Не меньше, чем игры в прятки или «войну», были популярными игры в мяч. Мячи в старину плели из бересты (ФА ИЯЛИ, № 3297/20). Одной из наиболее древних игр с мячом была, по-видимому, игра «в уток и охотников» (НАКНЦ, ф. 1, оп. 1, колл. 133/117). Для нее дети и подростки делились на две команды, после чего расчерчивали игровое поле, имевшее вид прямоугольника. В средней части поля двумя прямыми параллельными линиями отмечалась «река» или «сало», т. е. пространство для перемещения «уток». «Охотники» располагались справа и слева от «реки», вооруженные одним мячом каждый. «Утки», разделившись на две группы, разом начинали бежать «по реке» навстречу друг другу через поле. Охотники старались попасть в них мячами во время движения. «Утка», в которую попал мяч, выходила из игры. Команды менялись ролями, когда все «утки» оказывались выбитыми удачными бросками мячей.

С помощью берестяного мяча производилась также игра «в круги», (НАКНЦ, ф. 1, оп. 1, колл. 73/54). В 1950–1960-е гг. ее также именовали игрой «в капустку» (НАКНЦ, ф. 1, оп. 6, д. 628, л. 89). Для этой игры на открытой площадке на расстоянии 6–8 метров друг от друга чертились палочкой по земле 4–6 кругов.

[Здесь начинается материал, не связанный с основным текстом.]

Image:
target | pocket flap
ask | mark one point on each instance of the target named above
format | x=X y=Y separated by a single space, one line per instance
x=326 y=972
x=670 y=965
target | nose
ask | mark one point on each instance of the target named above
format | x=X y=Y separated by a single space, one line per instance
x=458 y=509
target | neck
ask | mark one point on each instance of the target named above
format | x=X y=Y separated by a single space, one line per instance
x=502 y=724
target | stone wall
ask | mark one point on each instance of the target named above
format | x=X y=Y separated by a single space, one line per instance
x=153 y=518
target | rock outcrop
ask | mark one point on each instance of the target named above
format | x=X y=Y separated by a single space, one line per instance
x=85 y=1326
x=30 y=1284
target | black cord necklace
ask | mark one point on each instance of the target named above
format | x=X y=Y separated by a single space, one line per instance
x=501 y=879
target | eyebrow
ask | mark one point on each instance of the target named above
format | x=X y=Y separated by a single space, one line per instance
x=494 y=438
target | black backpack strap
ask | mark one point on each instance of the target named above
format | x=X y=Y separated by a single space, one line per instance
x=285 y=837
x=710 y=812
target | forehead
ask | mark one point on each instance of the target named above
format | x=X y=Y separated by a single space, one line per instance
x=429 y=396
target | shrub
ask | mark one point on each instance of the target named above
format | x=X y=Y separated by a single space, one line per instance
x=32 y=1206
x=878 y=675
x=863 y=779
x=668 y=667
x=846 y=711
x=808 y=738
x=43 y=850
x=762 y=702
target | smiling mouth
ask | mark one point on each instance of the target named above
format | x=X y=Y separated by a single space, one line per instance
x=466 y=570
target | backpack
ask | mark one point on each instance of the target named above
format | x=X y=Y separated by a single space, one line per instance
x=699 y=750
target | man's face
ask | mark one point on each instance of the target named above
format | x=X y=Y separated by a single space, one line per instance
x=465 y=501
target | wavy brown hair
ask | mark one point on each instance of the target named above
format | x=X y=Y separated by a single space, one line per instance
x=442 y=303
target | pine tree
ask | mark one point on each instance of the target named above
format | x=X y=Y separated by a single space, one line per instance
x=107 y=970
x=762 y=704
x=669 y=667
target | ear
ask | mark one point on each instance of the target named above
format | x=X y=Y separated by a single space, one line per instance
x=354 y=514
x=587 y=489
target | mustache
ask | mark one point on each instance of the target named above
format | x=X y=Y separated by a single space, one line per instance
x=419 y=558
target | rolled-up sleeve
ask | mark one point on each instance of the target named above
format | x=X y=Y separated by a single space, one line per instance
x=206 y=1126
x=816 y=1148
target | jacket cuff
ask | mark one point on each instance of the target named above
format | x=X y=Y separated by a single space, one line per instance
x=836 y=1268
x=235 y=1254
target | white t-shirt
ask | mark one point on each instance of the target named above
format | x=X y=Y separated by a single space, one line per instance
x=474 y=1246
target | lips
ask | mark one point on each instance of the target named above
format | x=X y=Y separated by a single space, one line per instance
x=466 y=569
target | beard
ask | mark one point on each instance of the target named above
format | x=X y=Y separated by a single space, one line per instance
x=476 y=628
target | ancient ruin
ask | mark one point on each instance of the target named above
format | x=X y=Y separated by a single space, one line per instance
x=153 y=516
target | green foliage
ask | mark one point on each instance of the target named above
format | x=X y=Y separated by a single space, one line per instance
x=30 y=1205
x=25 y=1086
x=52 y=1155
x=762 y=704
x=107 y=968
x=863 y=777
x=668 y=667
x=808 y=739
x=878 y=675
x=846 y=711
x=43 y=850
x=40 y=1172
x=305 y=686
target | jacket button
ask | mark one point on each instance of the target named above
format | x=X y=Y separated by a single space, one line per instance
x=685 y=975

В начале игры все игроки, кроме водящего, собирались внутри одного круга. Сговорившись, дружно бежали занимать другие круги. Водящий в тот момент, когда все бежали врассыпную, должен был попасть в кого-либо мячиком. При промахе, пока водящий не успел дотянуться до мяча своей рукой, мяч разрешалось отбить ногой в сторону от своего круга.

Менее подвижный характер носила игра «козлом» (НАКНЦ, ф. 1, оп. 1, колл. 133/117). Водящий подкидывал вверх мяч, который все пытались поймать. Тот, кому это удавалось, начинал заводить игроков обманывающими движениями. Когда мяч взлетал вверх, все должны были бросаться его ловить; если же мяч оставался в руке, все должны были оставаться неподвижными. Тот, кто двигался, когда надо было стоять на месте, становился «козлом». Он должен был рассмешить игроков любым доступным ему способом (скорчить гримасу, спеть что-либо и т. д.). Когда это ему удавалось, он сам начинал подкидывать мяч.

В 1960-е гг. игру «козлом» сменила более жесткая игра «хали-хало» (НАКНЦ, ф. 1, оп. 6, д. 628, л. 95). В нее для куража подростки приглашали детей старшего детского возраста. Один из участников, обычно заводила детских игр, подкидывал мяч в воздух, младшие участники игры, как правило, разбегались в разные стороны, а кто-то из старших старался поймать его. Поймав, кричал: «Стой!» В того, кто оказывался ближе всех к нему, он, отступив на три шага, с силой метал мяч. Удар арабским мячом бывал весьма чувствительным для младших участников игры. Арабские мячи даже тогда были большой редкостью. Их берегли, обладатель арабского мяча мог позволить себе капризничать по поводу принятия или непринятия участия в игре, а без такого мяча играть во многие игры было нельзя.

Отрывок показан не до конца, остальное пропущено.